Home > DARE Reviews > Bystander-initiated chest...

PubMed Health. A service of the National Library of Medicine, National Institutes of Health.

Database of Abstracts of Reviews of Effects (DARE): Quality-assessed Reviews [Internet]. York (UK): Centre for Reviews and Dissemination (UK); 1995-.

Database of Abstracts of Reviews of Effects (DARE): Quality-assessed Reviews [Internet].

Bystander-initiated chest compression-only CPR is better than standard CPR in out-of-hospital cardiac arrest

Review published: 2010.

Bibliographic details: Cabrini L, Biondi-Zoccai G, Landoni G, Greco M, Vinciguerra F, Greco T, Ruggeri L, Sayeg J, Zangrillo A.  Bystander-initiated chest compression-only CPR is better than standard CPR in out-of-hospital cardiac arrest. HSR Proceedings in Intensive Care and Cardiovascular Anesthesia 2010; 2(4): 279-285. [PMC free article: PMC3484593] [PubMed: 23439400]

Abstract

INTRODUCTION: Out-of-hospital cardiac arrest has a low survival rate to hospital discharge. Recent studies compared a simplified form of CPR, based on chest compression alone versus standard CPR including ventilation. We performed systematic review and meta-analysis of randomized controlled trials, focusing on survival at hospital discharge.

METHODS: We extensively searched the published literature on out-of hospital CPR for non traumatic cardiac arrest in different databases.

RESULTS: We identified only three randomized trials on this topic, including witnessed and not-witnessed cardiac arrests.

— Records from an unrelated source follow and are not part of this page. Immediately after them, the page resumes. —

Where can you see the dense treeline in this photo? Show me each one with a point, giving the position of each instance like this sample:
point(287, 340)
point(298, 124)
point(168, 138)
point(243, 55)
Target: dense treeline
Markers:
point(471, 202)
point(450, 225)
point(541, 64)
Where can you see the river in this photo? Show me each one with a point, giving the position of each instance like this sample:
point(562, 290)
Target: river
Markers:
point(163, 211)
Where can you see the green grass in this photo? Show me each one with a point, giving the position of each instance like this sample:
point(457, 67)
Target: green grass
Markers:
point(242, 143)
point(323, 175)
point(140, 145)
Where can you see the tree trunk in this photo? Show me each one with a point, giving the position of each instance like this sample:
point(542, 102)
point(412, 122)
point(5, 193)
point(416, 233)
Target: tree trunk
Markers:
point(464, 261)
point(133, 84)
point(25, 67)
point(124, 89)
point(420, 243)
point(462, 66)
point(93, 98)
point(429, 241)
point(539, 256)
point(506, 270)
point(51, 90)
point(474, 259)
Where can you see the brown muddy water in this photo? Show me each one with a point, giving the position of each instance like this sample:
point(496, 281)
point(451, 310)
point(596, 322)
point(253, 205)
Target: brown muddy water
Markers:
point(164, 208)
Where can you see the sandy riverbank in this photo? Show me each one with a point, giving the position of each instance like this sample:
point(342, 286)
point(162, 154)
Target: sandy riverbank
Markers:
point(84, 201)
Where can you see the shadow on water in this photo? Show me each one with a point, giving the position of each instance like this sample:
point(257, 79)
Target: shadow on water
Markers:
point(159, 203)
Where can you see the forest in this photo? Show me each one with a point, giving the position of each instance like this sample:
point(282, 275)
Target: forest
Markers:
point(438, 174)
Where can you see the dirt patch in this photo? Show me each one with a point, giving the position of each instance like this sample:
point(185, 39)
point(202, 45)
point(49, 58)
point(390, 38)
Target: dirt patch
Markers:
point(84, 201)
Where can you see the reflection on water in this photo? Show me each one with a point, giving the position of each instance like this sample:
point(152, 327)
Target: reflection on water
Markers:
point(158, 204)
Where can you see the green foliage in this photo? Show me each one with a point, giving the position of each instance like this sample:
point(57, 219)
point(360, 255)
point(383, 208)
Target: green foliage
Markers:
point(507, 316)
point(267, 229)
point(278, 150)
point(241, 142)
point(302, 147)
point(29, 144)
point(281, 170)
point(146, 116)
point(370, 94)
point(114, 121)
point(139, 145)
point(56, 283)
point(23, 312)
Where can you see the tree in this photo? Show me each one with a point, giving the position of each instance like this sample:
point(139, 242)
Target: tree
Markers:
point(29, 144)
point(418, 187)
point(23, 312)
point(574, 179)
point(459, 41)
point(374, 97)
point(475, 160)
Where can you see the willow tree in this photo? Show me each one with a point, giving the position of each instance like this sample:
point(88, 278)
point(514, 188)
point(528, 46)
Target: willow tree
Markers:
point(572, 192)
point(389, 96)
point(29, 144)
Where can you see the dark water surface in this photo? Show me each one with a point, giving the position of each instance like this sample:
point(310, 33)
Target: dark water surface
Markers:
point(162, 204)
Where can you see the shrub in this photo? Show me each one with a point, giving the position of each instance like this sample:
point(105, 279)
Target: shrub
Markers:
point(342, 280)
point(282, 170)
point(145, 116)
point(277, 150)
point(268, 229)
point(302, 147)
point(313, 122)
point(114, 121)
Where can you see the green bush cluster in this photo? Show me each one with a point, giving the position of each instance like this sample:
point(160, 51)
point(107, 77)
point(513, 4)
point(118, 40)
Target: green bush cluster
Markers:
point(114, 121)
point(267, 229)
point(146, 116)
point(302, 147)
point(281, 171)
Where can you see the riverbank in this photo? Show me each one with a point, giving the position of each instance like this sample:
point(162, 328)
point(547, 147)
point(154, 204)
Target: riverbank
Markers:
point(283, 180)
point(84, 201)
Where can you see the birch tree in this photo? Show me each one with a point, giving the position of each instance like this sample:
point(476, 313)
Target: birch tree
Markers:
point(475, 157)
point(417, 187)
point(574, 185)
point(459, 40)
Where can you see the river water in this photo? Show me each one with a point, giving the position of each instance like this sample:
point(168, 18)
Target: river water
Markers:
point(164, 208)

When pooling them together with a meta-analytic approach, we found that there is already clinical and statistical evidence to support the superiority of the compression-only CPR in terms of survival at hospital discharge, as 211/1842 (11.5%) patients in the chest compression alone group versus 178/1895 (9.4%) in the standard CPR group were alive at hospital discharge: odds ratio from both Peto and DerSimonian-Laird methods =0.80 (95% confidence interval 0.65-0.99), p for effect =0.04, p for heterogeneity =0.69, inconsistency =0%).

CONCLUSIONS: Available evidence strongly support the superiority of bystander compression-only CPR. Reasons for the best efficacy of chest compression-only CPR include a better willingness to start CPR by bystanders, the low quality of mouth-to-mouth ventilation and a detrimental effect of too long interruptions of chest compressions during ventilation. Based on our findings, compression-only CPR should be recommended as the preferred CPR technique performed by untrained bystander.

CRD has determined that this article meets the DARE scientific quality criteria for a systematic review.

Copyright © 2014 University of York.

PMID: 23439400

PubMed Health Blog...

read all...

Recent Activity

Your browsing activity is empty.

Activity recording is turned off.

Turn recording back on

See more...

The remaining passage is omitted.